У людей сельвы

  В сельве реки Акояпы в Никарагуа колом стояла нестерпимая духота.
  Лёгкие наполнялись водой, а глаза кровью от непредвиденного.
  Пленительное состояние с руками позади спины, завязанными пиратским узлом лианами обязывало к подчинению.
  Отрывистые приказы вождя племени приобретали причудливые очертания, и мечталось, чтобы они подольше оставались расплывчатыми.
  Как нас предупреждали в Манагуа, это продлевает существование и подвергает томлению музыкальный слух несчастного, коим я оказался.
  Мысли расправились севильским веером.
  Повеяло прохладной обоснованностью цивилизованного прошлого, в котором кирпичики восприятия представлялись недостаточно обожжёными.
  Хорошо, что я научился по-обезьяньи, вытянув губы трубочкой, издавать странные звуки, не корректируя их.
  Требовалась обширная передышка в рассуждениях, пока ещё не подействовал яд кураре.
  Я благоразумно молчал, не решаясь осквернять воздух словами, и думал, что в еретических мыслях пропалывать сорняки сложней, нежели на грядках.
  Гроб на постаменте был забит до отказа соплеменниками.
  Гостеприимный вождь племени, разводя под ним священный огонь, прохрипел отмороженным голосом, и вместо кофе нехотя предложил мне настоянный на белене чай и после похотливо войти в его положение сзади.

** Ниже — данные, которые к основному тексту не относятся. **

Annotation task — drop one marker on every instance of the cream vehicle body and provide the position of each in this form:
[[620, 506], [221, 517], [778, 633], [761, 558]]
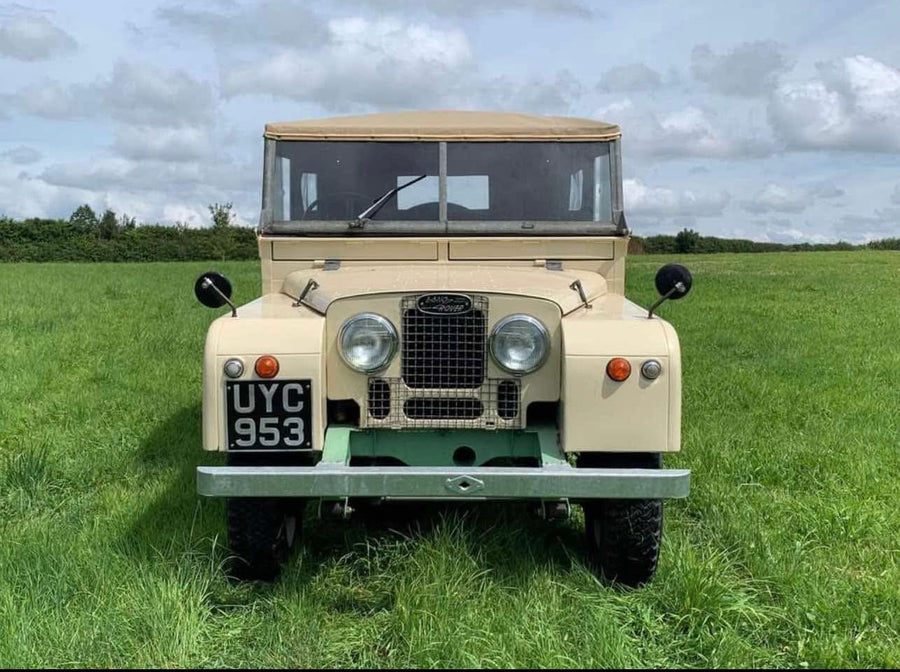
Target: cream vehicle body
[[443, 317]]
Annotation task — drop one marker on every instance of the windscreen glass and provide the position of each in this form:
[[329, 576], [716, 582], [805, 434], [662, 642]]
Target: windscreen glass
[[336, 181], [528, 181]]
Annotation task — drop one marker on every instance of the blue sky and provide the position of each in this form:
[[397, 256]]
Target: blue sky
[[768, 120]]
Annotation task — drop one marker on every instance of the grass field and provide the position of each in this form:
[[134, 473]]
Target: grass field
[[787, 552]]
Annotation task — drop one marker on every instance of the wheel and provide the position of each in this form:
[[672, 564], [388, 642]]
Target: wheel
[[623, 535], [261, 530]]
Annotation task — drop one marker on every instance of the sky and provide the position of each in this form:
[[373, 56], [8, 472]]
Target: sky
[[774, 120]]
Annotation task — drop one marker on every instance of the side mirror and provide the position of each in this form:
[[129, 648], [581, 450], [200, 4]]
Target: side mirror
[[673, 281], [214, 291]]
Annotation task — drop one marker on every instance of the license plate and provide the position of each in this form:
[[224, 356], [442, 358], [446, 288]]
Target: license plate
[[269, 415]]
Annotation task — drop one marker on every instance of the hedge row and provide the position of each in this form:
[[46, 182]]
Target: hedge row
[[87, 240], [60, 240]]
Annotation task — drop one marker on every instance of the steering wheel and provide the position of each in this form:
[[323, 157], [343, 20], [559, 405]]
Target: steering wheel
[[354, 201]]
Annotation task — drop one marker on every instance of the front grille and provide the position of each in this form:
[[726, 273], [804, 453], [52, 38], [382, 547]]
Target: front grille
[[391, 403], [440, 408], [440, 352], [379, 398], [443, 379]]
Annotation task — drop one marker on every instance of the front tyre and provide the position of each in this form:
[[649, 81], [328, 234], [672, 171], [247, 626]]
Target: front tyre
[[261, 532], [623, 535]]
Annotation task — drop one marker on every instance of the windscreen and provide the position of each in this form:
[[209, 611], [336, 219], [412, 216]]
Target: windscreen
[[485, 181], [336, 181], [528, 181]]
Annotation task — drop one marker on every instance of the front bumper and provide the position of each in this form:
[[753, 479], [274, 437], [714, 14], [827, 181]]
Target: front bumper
[[329, 480]]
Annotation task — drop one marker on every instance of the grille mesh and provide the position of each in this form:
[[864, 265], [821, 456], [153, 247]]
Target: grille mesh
[[493, 404], [443, 351], [443, 379]]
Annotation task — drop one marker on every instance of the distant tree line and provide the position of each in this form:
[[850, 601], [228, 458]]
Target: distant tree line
[[85, 236], [688, 241]]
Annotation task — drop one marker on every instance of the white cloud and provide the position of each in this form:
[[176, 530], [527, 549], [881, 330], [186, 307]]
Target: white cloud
[[775, 198], [750, 69], [136, 93], [21, 155], [33, 38], [386, 63], [631, 77], [883, 223], [853, 104], [115, 173], [825, 190], [465, 8], [51, 100], [183, 143], [686, 132], [641, 199], [274, 22]]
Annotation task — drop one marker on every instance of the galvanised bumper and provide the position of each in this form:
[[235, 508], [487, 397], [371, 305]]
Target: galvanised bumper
[[329, 480]]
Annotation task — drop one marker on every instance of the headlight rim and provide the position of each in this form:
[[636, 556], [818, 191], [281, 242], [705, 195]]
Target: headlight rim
[[542, 330], [385, 322]]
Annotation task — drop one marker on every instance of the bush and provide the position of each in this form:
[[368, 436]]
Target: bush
[[84, 237]]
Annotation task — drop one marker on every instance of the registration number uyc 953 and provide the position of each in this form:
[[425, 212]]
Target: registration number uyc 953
[[269, 415]]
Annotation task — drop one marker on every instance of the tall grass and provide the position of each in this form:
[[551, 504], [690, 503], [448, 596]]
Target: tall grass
[[785, 554]]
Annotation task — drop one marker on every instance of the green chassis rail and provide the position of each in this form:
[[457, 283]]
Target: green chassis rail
[[433, 477]]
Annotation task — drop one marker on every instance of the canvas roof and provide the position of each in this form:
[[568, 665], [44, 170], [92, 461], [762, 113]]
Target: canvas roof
[[445, 125]]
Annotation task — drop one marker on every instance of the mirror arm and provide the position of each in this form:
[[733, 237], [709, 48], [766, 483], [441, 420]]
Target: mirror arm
[[207, 283], [679, 287]]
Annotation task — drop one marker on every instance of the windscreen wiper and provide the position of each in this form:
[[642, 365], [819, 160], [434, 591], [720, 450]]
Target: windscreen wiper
[[373, 209]]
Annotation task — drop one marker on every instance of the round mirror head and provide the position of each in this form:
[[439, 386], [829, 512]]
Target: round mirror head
[[673, 276], [206, 286]]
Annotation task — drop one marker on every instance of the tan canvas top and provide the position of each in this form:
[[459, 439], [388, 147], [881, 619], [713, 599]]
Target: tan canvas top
[[444, 125]]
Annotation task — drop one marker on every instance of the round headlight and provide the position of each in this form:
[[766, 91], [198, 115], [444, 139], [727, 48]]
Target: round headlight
[[367, 342], [520, 344]]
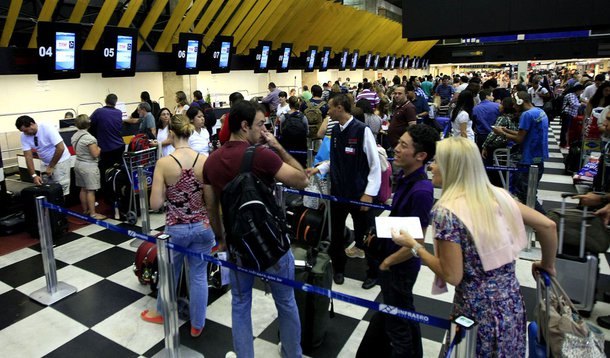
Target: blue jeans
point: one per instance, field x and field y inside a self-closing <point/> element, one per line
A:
<point x="288" y="313"/>
<point x="397" y="289"/>
<point x="195" y="237"/>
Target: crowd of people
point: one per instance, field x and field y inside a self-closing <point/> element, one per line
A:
<point x="360" y="126"/>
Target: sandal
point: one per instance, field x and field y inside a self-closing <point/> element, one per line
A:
<point x="157" y="319"/>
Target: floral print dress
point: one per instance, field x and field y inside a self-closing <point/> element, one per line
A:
<point x="491" y="298"/>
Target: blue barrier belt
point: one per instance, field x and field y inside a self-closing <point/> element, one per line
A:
<point x="376" y="306"/>
<point x="506" y="169"/>
<point x="337" y="199"/>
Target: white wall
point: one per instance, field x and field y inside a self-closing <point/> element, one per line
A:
<point x="24" y="94"/>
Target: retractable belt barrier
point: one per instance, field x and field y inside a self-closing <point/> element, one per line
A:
<point x="391" y="310"/>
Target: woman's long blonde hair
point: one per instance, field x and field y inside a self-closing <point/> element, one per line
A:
<point x="463" y="175"/>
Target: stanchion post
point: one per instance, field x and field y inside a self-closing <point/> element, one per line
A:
<point x="167" y="291"/>
<point x="531" y="200"/>
<point x="54" y="291"/>
<point x="466" y="345"/>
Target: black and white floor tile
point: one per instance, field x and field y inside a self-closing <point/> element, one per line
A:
<point x="102" y="318"/>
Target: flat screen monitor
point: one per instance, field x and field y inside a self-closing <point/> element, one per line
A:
<point x="119" y="52"/>
<point x="222" y="51"/>
<point x="188" y="54"/>
<point x="325" y="58"/>
<point x="59" y="50"/>
<point x="376" y="61"/>
<point x="310" y="59"/>
<point x="343" y="59"/>
<point x="354" y="60"/>
<point x="284" y="57"/>
<point x="367" y="61"/>
<point x="262" y="54"/>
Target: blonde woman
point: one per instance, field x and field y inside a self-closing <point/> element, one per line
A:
<point x="181" y="103"/>
<point x="479" y="231"/>
<point x="178" y="179"/>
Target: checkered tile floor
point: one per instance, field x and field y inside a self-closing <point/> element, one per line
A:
<point x="102" y="318"/>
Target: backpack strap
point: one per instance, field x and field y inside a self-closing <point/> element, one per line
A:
<point x="246" y="162"/>
<point x="176" y="160"/>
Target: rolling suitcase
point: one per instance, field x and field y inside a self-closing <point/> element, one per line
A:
<point x="55" y="195"/>
<point x="577" y="274"/>
<point x="314" y="268"/>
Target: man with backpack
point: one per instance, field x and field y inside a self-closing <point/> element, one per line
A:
<point x="247" y="126"/>
<point x="293" y="130"/>
<point x="315" y="110"/>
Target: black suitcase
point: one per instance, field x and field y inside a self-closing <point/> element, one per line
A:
<point x="55" y="195"/>
<point x="12" y="223"/>
<point x="314" y="268"/>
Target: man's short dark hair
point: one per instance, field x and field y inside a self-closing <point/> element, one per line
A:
<point x="111" y="99"/>
<point x="484" y="93"/>
<point x="242" y="111"/>
<point x="344" y="101"/>
<point x="235" y="97"/>
<point x="24" y="121"/>
<point x="424" y="139"/>
<point x="145" y="106"/>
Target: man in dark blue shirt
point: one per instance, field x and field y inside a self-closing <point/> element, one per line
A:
<point x="398" y="271"/>
<point x="485" y="114"/>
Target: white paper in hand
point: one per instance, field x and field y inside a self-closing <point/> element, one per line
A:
<point x="411" y="224"/>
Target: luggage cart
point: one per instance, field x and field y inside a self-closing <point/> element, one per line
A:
<point x="147" y="158"/>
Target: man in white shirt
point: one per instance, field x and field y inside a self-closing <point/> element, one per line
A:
<point x="590" y="90"/>
<point x="45" y="140"/>
<point x="355" y="175"/>
<point x="538" y="93"/>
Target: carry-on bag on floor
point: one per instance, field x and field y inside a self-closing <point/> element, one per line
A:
<point x="577" y="274"/>
<point x="559" y="331"/>
<point x="315" y="269"/>
<point x="55" y="195"/>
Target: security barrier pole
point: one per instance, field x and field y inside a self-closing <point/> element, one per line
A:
<point x="464" y="334"/>
<point x="531" y="201"/>
<point x="144" y="214"/>
<point x="169" y="303"/>
<point x="54" y="291"/>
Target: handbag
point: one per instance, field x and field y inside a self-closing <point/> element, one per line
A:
<point x="564" y="330"/>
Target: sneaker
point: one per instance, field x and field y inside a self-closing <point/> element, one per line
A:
<point x="353" y="252"/>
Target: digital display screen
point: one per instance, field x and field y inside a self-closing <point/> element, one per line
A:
<point x="225" y="52"/>
<point x="354" y="63"/>
<point x="343" y="60"/>
<point x="311" y="59"/>
<point x="123" y="52"/>
<point x="325" y="58"/>
<point x="285" y="57"/>
<point x="65" y="49"/>
<point x="264" y="57"/>
<point x="192" y="50"/>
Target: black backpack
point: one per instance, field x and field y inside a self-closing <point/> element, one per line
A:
<point x="292" y="127"/>
<point x="256" y="230"/>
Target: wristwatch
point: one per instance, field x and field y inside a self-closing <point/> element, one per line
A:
<point x="415" y="248"/>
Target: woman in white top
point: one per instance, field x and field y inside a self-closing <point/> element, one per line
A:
<point x="199" y="141"/>
<point x="164" y="136"/>
<point x="181" y="103"/>
<point x="461" y="122"/>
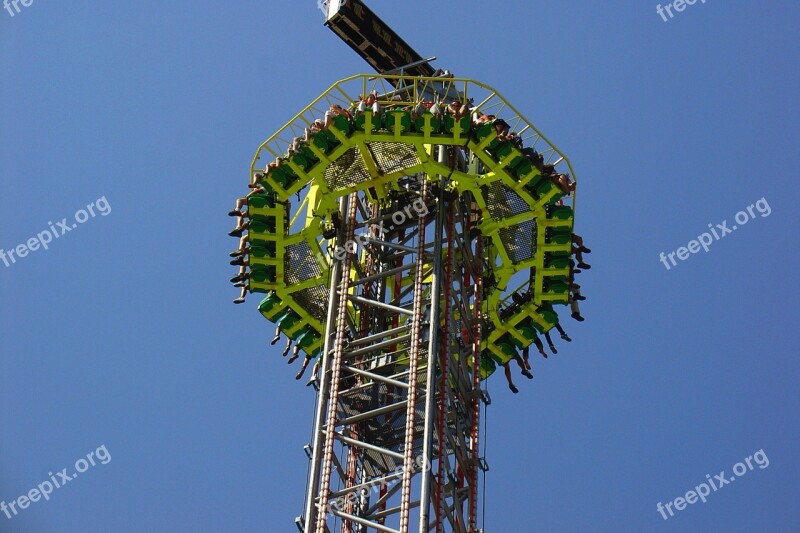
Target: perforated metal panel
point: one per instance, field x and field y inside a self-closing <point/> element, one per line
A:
<point x="300" y="264"/>
<point x="346" y="171"/>
<point x="519" y="240"/>
<point x="314" y="300"/>
<point x="503" y="202"/>
<point x="393" y="157"/>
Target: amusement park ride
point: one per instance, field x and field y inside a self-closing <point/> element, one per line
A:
<point x="411" y="231"/>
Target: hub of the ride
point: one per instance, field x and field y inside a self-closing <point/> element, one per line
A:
<point x="508" y="179"/>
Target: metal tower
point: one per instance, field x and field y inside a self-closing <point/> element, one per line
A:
<point x="409" y="246"/>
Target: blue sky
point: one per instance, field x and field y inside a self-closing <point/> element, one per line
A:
<point x="122" y="333"/>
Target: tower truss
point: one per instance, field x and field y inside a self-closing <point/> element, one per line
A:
<point x="424" y="249"/>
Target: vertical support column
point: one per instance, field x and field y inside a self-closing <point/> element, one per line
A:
<point x="433" y="351"/>
<point x="408" y="446"/>
<point x="311" y="510"/>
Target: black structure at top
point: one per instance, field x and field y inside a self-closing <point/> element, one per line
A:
<point x="373" y="39"/>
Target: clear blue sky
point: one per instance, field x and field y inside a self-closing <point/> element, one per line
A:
<point x="122" y="333"/>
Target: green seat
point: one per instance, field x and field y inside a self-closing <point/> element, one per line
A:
<point x="262" y="226"/>
<point x="434" y="121"/>
<point x="286" y="319"/>
<point x="500" y="149"/>
<point x="263" y="250"/>
<point x="361" y="120"/>
<point x="483" y="131"/>
<point x="322" y="141"/>
<point x="549" y="316"/>
<point x="541" y="187"/>
<point x="555" y="284"/>
<point x="269" y="305"/>
<point x="342" y="124"/>
<point x="261" y="201"/>
<point x="487" y="365"/>
<point x="556" y="259"/>
<point x="520" y="166"/>
<point x="528" y="328"/>
<point x="263" y="273"/>
<point x="304" y="158"/>
<point x="399" y="118"/>
<point x="306" y="337"/>
<point x="283" y="175"/>
<point x="450" y="123"/>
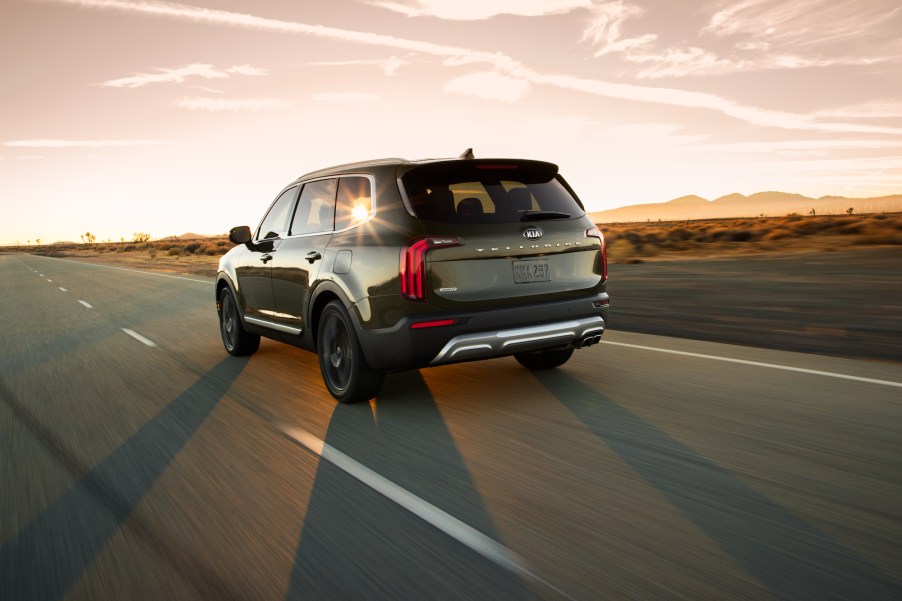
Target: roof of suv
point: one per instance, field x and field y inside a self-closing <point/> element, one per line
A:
<point x="394" y="162"/>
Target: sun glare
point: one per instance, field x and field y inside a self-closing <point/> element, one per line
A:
<point x="361" y="210"/>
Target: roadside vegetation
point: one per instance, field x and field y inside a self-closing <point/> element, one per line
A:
<point x="635" y="242"/>
<point x="627" y="242"/>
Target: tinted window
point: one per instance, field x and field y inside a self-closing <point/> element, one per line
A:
<point x="489" y="192"/>
<point x="275" y="224"/>
<point x="316" y="208"/>
<point x="354" y="203"/>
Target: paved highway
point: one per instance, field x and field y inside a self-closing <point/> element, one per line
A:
<point x="139" y="461"/>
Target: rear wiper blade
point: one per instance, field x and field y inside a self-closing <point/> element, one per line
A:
<point x="540" y="215"/>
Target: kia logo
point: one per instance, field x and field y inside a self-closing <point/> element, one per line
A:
<point x="532" y="233"/>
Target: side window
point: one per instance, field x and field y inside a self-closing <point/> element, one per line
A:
<point x="275" y="223"/>
<point x="316" y="208"/>
<point x="354" y="202"/>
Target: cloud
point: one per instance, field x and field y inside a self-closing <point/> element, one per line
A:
<point x="473" y="10"/>
<point x="806" y="23"/>
<point x="503" y="64"/>
<point x="764" y="34"/>
<point x="877" y="109"/>
<point x="489" y="85"/>
<point x="247" y="70"/>
<point x="48" y="143"/>
<point x="180" y="74"/>
<point x="344" y="97"/>
<point x="199" y="103"/>
<point x="389" y="65"/>
<point x="604" y="28"/>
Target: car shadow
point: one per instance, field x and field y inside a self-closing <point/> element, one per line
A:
<point x="357" y="544"/>
<point x="792" y="558"/>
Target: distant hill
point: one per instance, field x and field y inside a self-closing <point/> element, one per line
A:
<point x="771" y="204"/>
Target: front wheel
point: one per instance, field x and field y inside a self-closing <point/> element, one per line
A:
<point x="544" y="359"/>
<point x="347" y="375"/>
<point x="235" y="338"/>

  Проявленное внимание засветилось в его блефоритных глазах выдержанностью хорошей текилы, настоянной на червях из отряда пиявок.
  И тогда я понял насколько нелегко приходится чёрным на целом белом свете, вот они и делят его на неравные демографические части.
  Ну и я не лучше.
  С появлением коронавируса больше не лезу к хорошеньким негритяночкам христосоваться, включая трансвеститов-блондинов.